After leaving the hospital, Mitchener reported yet another spiritual visitation. Sitting on the tailgate of his pick-up truck on a quiet evening in his Ormond Beach neighborhood, he looked up from prayer to see two men in robes - one older, one younger - standing before him. "I was overwhelmed," Mitchener said. "I asked, 'What am I supposed to do now?' They looked at each other and said, in perfect harmony, 'Be patient.'"
'This is my story'
Mitchener has taken that advice, according to business colleagues and family members. "It gives you a different perspective on the holidays," said Victoria Mitchener Power, 23, Mitchener's oldest daughter, who contributed blog entries about her father's hospital treatment to "Bring the Rain." "I'm in nursing school and I work now on the same floor he was on when he had the heart attack. I realize these people may not get to have their family back and it makes me very grateful for what I have."
The competitive drive and oversized self-confidence that endures from Mitchener's athletic days has yielded to a milder disposition, said Dave Davidson, a Sam's Club market manager in Houston who was instrumental in Mitchener's career. "We used to always kid Mike that he was very cocky," Davidson said by phone. "When I was his supervisor, I'd have to address that every now and then. It (the heart attack) was a very humbling experience and obviously a life-changing experience. He has a lot more humility now."

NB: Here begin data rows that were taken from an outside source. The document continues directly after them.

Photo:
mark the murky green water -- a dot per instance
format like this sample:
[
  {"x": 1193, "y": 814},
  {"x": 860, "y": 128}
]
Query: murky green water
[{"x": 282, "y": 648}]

Mitchener survived for a reason, even if it's not yet apparent, said Darrell Arnold, another Walmart colleague who wrote the forward to "Bring the Rain." "I see a transformation in him and in his heart," Arnold said. "I don't believe his work is finished and it's beyond Sam's Club or Walmart." Mitchener acknowledges how far-fetched his stories sound. He won't try to make you believe them, but he'll take any opportunity to share them."I've been told in so many ways to tell the story, so that's what I want to do in whatever way I can," he said. "This is my story; you make your own decision. I focus on today and tomorrow, that's it. Thank God for the opportunity to have another day."